Not by Reason Alone is a comment on the past and present of the politics of change. The book explores both interpretations of this statement: first, the accumulating evidence, anecdotes, and signs that reason alone does not drive the behaviour of groups or of nations; second, that we need to NOT be reasonable sometimes. This insightful analysis of the political economy of reform is coupled with the understanding that we need to be compassionate, passionate, creative, hopeful, altruistic, and otherwise unreasonable, to ensure that the politics of change is more than a dull grinding reconciliation of interests —at least once in a while.
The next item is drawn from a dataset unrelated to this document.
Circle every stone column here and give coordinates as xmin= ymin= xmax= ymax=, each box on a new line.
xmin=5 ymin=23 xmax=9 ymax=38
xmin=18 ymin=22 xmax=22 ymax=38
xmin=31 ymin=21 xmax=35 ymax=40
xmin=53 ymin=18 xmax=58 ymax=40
India needs these kinds of unreasonable discontinuities now more than ever. Major liberalization happened more than a decade ago and while there have been important advances since then, the pace has slowed. The ‘reform days’ are slipping into the past. At the same time, the need for change has intensified. India still shines, India is still incredible, but the chinks in the armour are showing as never before.
Including a review of the results of the 2009 Lok Sabha elections, the author, N.K. Singh, draws on his experiences as a close observer, initiator and driver of India’s post-reform trajectory to analyse the directions in which India is moving. Having held top positions in the finance ministry and Planning Commission as a civil servant over the past decades, and currently as a member of the Rajya Sabha, N.K. Singh has a rare exposure to national, state, political, and bureaucratic aspects of India’s policy-making and policy- implementation processes.
Not by Reason Alone: The Politics of Change draws on that diverse experience to give the reader an unusual window into the Indian political economy. Singh has analysed, critiqued, explained and prompted several recent attempts at reforming infrastructure, opening the financial sector, Centre–state relations, deregulating administered prices, rationalizing subsidy and changing attitudes to India from a global perspective in his popular ‘From the Ringside’ column in the Indian Express and articles in other major national dailies.
In many ways the issues raised in this book, a companion to the earlier volume, are the core riddles of India’s economic development prospects.